Defense Bar Releases Proposed Post-'Tincher' Jury Instructions
In response to perceived plaintiff-friendly jury instructions suggested in the wake of the state Supreme Court's landmark products liability ruling in Tincher v. Omega Flex, the Pennsylvania Defense Institute has released its own list of suggested jury instructions.
October 12, 2017 at 05:21 PM
2 minute read
Photo by Jason Doiy
In response to perceived plaintiff-friendly jury instructions suggested in the wake of the state Supreme Court's landmark products liability ruling in Tincher v. Omega Flex, the Pennsylvania Defense Institute has released its own list of suggested jury instructions.
The list appeared in the October issue of the PDI's newsletter, the Counterpoint Bulletin.
Over the summer of 2016, the civil instructions subcommittee of the Pennsylvania Supreme Court Committee for Proposed Standard Jury Instructions rolled out its first major overhaul of the suggested jury instructions for products liability cases in the wake of Tincher.
However, the defense bar and several manufacturing giants, including Johnson & Johnson, Pfizer Inc. and GlaxoSmithKline, balked at the instructions, due in large part to the failure to include any mention that juries should consider whether the product was “unreasonably dangerous.”

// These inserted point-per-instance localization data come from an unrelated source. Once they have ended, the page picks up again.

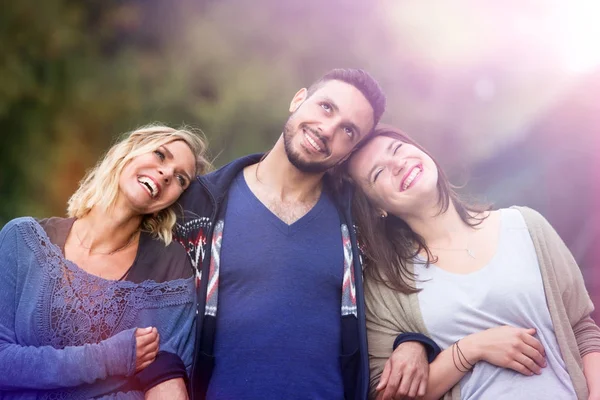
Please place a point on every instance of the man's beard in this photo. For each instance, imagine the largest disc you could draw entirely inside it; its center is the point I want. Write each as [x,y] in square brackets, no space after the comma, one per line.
[309,167]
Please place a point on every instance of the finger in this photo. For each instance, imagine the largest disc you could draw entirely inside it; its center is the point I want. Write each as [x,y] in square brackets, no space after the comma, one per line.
[529,364]
[534,354]
[385,375]
[422,388]
[148,348]
[143,331]
[533,342]
[393,384]
[516,366]
[414,387]
[143,341]
[405,383]
[147,357]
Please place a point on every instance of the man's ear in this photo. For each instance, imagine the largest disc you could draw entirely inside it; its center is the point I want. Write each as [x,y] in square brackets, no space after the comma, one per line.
[298,99]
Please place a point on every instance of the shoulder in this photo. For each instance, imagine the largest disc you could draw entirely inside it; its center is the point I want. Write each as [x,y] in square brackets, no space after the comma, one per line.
[160,263]
[532,218]
[18,224]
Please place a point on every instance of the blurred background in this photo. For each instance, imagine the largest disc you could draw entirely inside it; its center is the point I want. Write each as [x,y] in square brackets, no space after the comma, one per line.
[506,94]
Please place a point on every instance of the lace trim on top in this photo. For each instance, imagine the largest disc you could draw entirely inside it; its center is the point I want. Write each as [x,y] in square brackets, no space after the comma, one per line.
[75,307]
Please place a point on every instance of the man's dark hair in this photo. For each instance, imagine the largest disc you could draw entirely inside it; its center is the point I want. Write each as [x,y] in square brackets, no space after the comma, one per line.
[361,80]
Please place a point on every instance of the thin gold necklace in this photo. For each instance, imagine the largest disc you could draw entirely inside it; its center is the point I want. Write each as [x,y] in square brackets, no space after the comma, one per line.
[470,252]
[131,239]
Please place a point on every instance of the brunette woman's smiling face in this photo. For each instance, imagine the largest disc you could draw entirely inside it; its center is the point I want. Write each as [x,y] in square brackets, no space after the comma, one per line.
[396,176]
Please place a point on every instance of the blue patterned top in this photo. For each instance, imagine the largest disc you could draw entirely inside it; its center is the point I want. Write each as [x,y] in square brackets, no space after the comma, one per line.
[65,333]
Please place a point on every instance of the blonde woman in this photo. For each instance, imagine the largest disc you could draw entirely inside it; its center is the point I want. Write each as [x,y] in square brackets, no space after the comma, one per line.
[87,301]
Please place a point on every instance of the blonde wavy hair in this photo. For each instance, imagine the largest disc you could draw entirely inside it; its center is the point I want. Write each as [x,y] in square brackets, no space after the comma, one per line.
[100,186]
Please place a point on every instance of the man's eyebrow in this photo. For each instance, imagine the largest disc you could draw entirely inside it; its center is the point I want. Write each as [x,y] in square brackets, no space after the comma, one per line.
[375,166]
[337,109]
[332,103]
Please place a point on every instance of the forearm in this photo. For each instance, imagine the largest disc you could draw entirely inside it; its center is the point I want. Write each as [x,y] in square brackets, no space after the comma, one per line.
[45,367]
[172,389]
[591,370]
[444,374]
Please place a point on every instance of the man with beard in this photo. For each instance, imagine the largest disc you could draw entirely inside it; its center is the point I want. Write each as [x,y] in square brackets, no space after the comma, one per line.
[280,302]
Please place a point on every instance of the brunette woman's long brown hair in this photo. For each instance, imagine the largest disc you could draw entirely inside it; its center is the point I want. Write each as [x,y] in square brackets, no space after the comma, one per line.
[389,244]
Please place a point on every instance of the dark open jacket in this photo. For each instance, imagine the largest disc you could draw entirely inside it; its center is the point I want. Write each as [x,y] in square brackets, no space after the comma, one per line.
[200,230]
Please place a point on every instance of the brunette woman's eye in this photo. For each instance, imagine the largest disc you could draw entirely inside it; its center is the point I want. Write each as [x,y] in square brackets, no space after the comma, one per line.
[397,147]
[159,154]
[377,175]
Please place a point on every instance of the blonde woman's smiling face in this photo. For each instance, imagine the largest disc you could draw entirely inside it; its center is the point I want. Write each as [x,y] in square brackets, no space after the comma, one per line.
[153,181]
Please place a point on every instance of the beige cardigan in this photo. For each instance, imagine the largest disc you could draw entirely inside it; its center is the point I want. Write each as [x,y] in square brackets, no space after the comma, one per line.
[390,312]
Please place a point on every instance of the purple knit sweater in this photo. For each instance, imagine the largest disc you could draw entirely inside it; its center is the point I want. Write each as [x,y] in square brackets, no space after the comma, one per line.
[65,333]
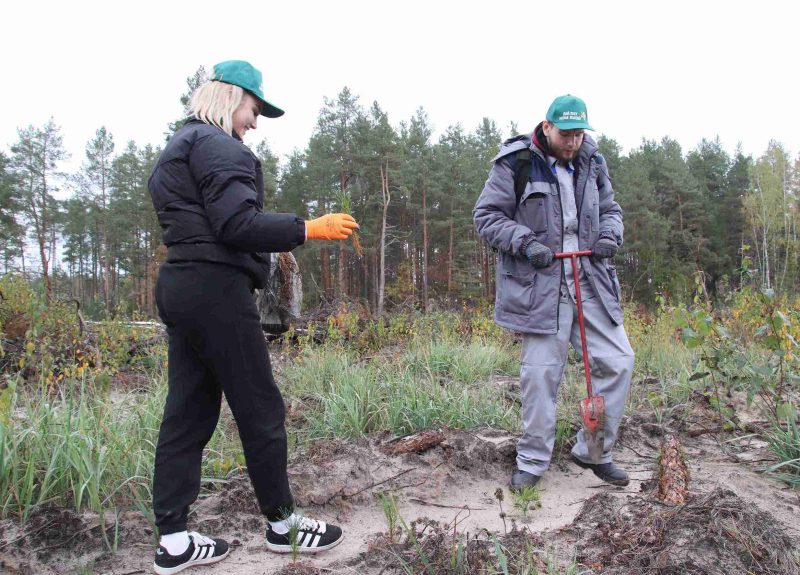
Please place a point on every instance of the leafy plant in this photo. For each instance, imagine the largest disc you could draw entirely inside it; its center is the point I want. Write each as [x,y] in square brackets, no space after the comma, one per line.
[527,498]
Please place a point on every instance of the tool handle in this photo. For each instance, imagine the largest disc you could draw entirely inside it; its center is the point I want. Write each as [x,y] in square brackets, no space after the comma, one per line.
[562,255]
[574,257]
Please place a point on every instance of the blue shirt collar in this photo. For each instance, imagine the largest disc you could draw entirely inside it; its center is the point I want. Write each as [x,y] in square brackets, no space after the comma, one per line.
[552,161]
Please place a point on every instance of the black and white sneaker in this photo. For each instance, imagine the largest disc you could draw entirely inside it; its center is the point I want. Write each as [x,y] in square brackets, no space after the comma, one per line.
[312,537]
[202,551]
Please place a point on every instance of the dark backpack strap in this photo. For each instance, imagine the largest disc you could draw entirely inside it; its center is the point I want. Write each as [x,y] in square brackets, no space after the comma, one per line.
[522,172]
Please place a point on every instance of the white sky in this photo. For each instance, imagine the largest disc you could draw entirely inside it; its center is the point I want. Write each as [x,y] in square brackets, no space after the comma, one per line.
[645,69]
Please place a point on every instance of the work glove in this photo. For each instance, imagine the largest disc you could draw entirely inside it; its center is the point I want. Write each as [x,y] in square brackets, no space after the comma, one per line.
[331,227]
[604,248]
[539,255]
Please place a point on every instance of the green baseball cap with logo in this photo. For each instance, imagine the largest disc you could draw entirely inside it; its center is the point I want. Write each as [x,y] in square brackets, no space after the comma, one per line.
[243,74]
[568,113]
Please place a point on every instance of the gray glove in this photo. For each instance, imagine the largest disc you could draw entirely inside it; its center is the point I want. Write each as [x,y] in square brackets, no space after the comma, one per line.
[604,248]
[540,255]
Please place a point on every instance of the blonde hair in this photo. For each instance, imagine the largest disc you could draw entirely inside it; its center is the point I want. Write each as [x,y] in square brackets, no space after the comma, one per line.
[214,103]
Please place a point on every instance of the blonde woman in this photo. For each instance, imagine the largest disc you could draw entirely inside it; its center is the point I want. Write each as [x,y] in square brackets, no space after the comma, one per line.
[207,189]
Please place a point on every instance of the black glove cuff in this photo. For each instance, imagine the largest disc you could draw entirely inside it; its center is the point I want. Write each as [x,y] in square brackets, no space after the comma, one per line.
[608,235]
[526,241]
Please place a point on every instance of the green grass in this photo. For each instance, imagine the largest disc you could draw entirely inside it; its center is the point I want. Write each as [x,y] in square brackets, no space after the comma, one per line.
[784,442]
[430,385]
[87,445]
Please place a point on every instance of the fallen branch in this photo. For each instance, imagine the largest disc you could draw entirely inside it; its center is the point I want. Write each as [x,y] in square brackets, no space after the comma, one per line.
[430,504]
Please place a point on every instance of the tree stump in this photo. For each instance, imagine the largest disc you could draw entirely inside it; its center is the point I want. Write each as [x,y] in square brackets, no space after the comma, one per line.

The Pennsylvania Bar Institute published the committee's suggested jury instructions, which means judges will be far more likely to use that wording when instructing a jury. This led to the virtual certainty that defense attorneys would challenge the standard instructions at every opportunity.
In the Bulletin, the PDI cited the ruling in Rapchak v. Haldex Brake Products out of the U.S. District Court for the Western District of Pennsylvania. In that case, Judge Terrence McVerry said the Tincher court “made clear that it is now up to the jury not the judge to determine whether a product is in a 'defective condition unreasonably dangerous' to the consumer.”
The PDI also pointed to the state Superior Court's 2015 decision in Amato v. Bell & Gossett. Although that decision also said that “the Tincher court concluded that generally, the question of whether a product is unreasonably dangerous is one for the fact finder,” it further said the defendant was not prejudiced by the jury's failure to consider whether the product was “unreasonably dangerous,” because the defendant had argued that the product wasn't dangerous at all.